# Chemical tools for modulating the fetal hemoglobin inducer BCL11A

> **NIH NIH R01** · STANFORD UNIVERSITY · 2024 · $386,000

## Abstract

Project Summary/Abstract
 Proximity-based protein modulators such as proteolysis targeting chimeras (PROTACs) and molecular
glues represent a new therapeutic modality because they can, through proximity-induced protein depletion,
ablate all functions of their targets. Because of their ability to target non-enzymatic proteins, these molecules
have been heralded as key to eliminating the “undruggable” human proteome. However, the transformational
potential of this technology is limited by the necessity of drug-like ligands for target proteins, which are sometimes
intrinsically disordered or do not possess small molecule binding pockets. One of these target proteins is
BCL11A, the transcriptional repressor of fetal hemoglobin and a validated target for the treatment of sickle cell
disease and beta-thalassemia. This proposal focuses on the development of modulators for BCL11A to spur
new therapeutics for these disorders.
 Sickle cell disease and beta-thalassemia are the most common genetic hematologic disorders, affecting
millions of people worldwide. In these diseases, oxygen transport to metabolizing tissues is impaired. This leads
to anemia, chronic pain, cardiac and pulmonary issues, decreased liver and spleen functions, etc. Many patients
require costly lifelong care. Extensive research has firmly established that fetal hemoglobin, an alternate form
that is predominantly expressed during development but is silenced in adults, offers protection to patients. Yet,
few therapies exist to reactivate fetal hemoglobin.
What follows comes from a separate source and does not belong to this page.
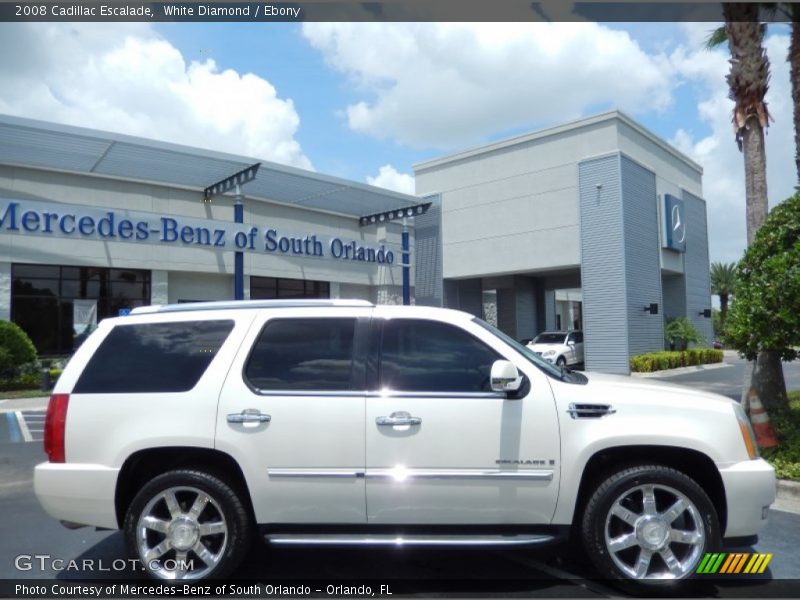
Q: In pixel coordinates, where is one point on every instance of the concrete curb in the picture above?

There is one FDA-approved drug, that although widely
prescribed in the US, does not work in many patients. More recently, gene therapy targeting BCL11A, has
successfully increased fetal hemoglobin in patients by 3 to 4-fold. While exciting, this therapy is costly,
complicated, and has limited access, resulting in only hundreds of patients undergoing these procedures
globally. Because it also requires autologous transplantation of genetically modified cells following myeloablative
conditioning, it is restricted to severely ill patients who have access to advanced clinical care. Clearly, alternative
therapies are needed.
 The research described here aims to leverage chemical biology advances to develop tools for proximity-
based depletion of BCL11A. In proof-of-principle studies, we recently reported first-in-class degraders for
BCL11A (Shen et al., 2022; Yin et al., 2023) that deplete up to ~ 70% of cellular BCL11A. BCL11A loss led to a
significant induction of fetal hemoglobin to levels that, if achieved in patients, will be curative for sickle cell
disease and beta-thalassemia. The proposed work will build on this finding to further advance these degraders
into viable therapeutic leads. Such advancement will require extensive ligand optimization and the development
of cell- and organ-specific delivery vehicles to negate hematopoietic stem cell mobilization and ex vivo treatment.
Beyond sickle cell disease and beta-thalassemia, the propo...

## Key facts

- **NIH application ID:** 10853692
- **Project number:** 1R01HL173127-01
- **Recipient organization:** STANFORD UNIVERSITY
- **Principal Investigator:** Laura Dassama
- **Activity code:** R01 (R01, R21, SBIR, etc.)
- **Funding institute:** NIH
- **Fiscal year:** 2024
- **Award amount:** $386,000
- **Award type:** 1
- **Project period:** 2024-07-01 → 2028-04-30

## Primary source

NIH RePORTER: https://reporter.nih.gov/project-details/10853692

## Citation

> US National Institutes of Health, RePORTER application 10853692, Chemical tools for modulating the fetal hemoglobin inducer BCL11A (1R01HL173127-01). Retrieved via AI Analytics 2026-05-26 from https://api.ai-analytics.org/grant/nih/10853692. Licensed CC0.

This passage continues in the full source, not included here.